Uber Pop si può salvare
di Lorenzo Cuocolo – twitter @lorenzocuocolo
Il caso Uber divide: c’è chi lo acclama come la più grande innovazione e chi lo considera il male assoluto. Qui analizzeremo i profili tecnico-giuridici, per capire – senza preconcetti – chi ha ragione e chi ha torto.
Le proteste risalgono a pochi giorni fa, quando Uber, società di origine californiana nata per favorire la mobilità urbana, ha lanciato a Genova il servizio “Uber Pop”. Chiunque scarichi sul proprio smartphone la App di Uber, può richiedere, da casa o dalla strada, un’automobile con conducente che lo accompagni alla destinazione desiderata.
Il punto è comprendere se questo servizio innovativo contrasti o meno con la normativa che disciplina il servizio taxi, che è subordinato all’ottenimento di una licenza. Non tutti possono improvvisarsi tassisti, ma solo coloro che abbiano determinati requisiti e che abbiano ottenuto (spesso a caro prezzo) una licenza per l’esercizio dell’attività riservata.
È importante non confondere fra i due diversi servizi offerti dall’operatore privato: “Uber” tradizionale e “Uber Pop”. Il primo è sostanzialmente assimilabile al noleggio con conducente (il cd. NCC): si prenota un’auto e si concorda un prezzo per la tratta (senza, dunque, che vi sia un tassametro). Il servizio è offerto da autisti dotati di autorizzazione NCC e la società Uber fa da intermediario tra chi offre il servizio e chi lo chiede.
Molto più delicato è “Uber Pop”. In questo caso, infatti, il servizio non è offerto da un conducente con autorizzazione NCC, bensì da un privato. Anche qui la società Uber media tra chi ha bisogno di una macchina e chi è disposto ad offrirla. Il punto, però, è che gli autisti sono privati cittadini che – nel tempo libero – mettono a disposizione la propria auto per portare altri privati.
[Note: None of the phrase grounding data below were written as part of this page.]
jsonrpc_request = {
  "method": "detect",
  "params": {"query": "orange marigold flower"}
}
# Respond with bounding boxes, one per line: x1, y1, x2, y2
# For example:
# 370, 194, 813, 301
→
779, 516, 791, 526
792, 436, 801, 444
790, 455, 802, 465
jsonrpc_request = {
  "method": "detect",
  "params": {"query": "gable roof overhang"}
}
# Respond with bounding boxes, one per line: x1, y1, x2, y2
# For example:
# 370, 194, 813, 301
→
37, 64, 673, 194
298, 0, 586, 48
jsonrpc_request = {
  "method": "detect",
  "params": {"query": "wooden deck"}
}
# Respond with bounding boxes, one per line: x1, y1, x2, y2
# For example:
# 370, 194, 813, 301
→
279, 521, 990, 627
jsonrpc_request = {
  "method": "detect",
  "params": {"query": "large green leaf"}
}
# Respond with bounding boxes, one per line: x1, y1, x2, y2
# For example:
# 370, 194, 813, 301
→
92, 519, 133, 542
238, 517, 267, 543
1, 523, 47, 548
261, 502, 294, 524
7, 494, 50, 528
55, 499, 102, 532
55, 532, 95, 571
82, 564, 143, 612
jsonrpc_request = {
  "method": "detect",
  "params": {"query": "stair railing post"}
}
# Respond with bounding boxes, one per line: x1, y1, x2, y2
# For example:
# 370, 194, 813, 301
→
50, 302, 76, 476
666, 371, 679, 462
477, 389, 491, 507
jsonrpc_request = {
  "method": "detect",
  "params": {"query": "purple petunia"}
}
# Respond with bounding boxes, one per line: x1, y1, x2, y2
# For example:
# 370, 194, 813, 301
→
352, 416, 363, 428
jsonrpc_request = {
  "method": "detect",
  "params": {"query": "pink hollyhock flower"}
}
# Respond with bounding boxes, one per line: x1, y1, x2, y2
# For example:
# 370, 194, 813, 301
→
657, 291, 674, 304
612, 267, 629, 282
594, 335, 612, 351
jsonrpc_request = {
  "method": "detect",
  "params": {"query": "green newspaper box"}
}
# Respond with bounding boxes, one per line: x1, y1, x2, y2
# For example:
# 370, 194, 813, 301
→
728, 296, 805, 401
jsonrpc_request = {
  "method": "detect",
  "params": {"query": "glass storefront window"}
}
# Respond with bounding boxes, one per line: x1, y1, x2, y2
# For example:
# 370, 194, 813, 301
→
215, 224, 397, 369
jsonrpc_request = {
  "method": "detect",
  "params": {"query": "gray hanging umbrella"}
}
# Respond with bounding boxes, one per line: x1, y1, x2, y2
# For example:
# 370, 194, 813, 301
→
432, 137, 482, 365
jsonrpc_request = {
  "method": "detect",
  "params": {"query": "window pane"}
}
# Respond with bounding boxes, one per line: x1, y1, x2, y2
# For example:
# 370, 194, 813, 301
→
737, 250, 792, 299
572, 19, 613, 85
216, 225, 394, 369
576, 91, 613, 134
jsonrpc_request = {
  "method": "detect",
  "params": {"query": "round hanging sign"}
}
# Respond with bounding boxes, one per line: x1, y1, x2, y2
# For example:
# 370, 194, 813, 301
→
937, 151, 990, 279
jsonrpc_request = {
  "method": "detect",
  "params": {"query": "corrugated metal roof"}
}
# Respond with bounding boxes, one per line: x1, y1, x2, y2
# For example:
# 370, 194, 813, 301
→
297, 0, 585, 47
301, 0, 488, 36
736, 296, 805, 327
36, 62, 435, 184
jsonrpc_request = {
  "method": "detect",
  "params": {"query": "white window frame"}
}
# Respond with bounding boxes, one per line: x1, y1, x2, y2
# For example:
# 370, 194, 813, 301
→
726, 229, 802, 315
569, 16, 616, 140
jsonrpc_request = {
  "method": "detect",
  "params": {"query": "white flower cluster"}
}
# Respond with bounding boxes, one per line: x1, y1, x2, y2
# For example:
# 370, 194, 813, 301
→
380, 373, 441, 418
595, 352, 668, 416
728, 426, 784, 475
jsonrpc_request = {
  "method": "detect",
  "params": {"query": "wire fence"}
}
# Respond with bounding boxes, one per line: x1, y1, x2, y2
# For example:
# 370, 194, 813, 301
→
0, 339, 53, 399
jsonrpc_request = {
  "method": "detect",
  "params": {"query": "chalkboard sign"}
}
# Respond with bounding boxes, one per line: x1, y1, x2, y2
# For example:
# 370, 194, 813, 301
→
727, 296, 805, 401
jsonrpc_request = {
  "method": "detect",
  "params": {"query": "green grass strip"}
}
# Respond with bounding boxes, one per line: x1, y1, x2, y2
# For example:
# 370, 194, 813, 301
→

I detrattori di “Uber Pop” sostengono che sia un servizio sovrapponibile a quello pubblico dei taxi e, dunque, violi le norme che richiedono un’apposita licenza. La nozione di servizio pubblico, tuttavia, è in continua evoluzione e non è detto che in essa rientri quello di “Uber Pop”, erogato da autisti non professionisti, che possono liberamente scegliere se erogare o no le corse (senza una vera offerta indiscriminata al pubblico, che caratterizza i servizi pubblici) e fra un gruppo chiuso di utenti (cioè solo fra coloro che sono registrati all’applicazione Uber,).
Il nuovo servizio, guardato da un’altra prospettiva, assomiglia molto al car pooling, cioè alla condivisione fra privati di un’automobile per fare un determinato tragitto e condividere le spese. Certo, un punto delicato è capire se il corrispettivo pagato dall’utente sia prevalentemente volto a coprire le spese o a remunerare un servizio. Ma, appunto, qui si entra in un campo non regolamentato, dove mancano norme precise che consentano o vietino.
Parlare di “Uber Pop” come di un servizio illegale, dunque, significa scegliere – fra tutte le sfumature possibili – quella più radicale e per nulla scontata.
Un intervento regolatore sarebbe quanto mai opportuno. In attesa di una legge nazionale potrebbero esserci spazi di intervento anche per Regione e Comune, cercando di contemperare le diverse esigenze in campo, ma – comunque – di preservare queste interessanti forme di sharing economy che, piaccia o no, caratterizzeranno il futuro prossimo venturo.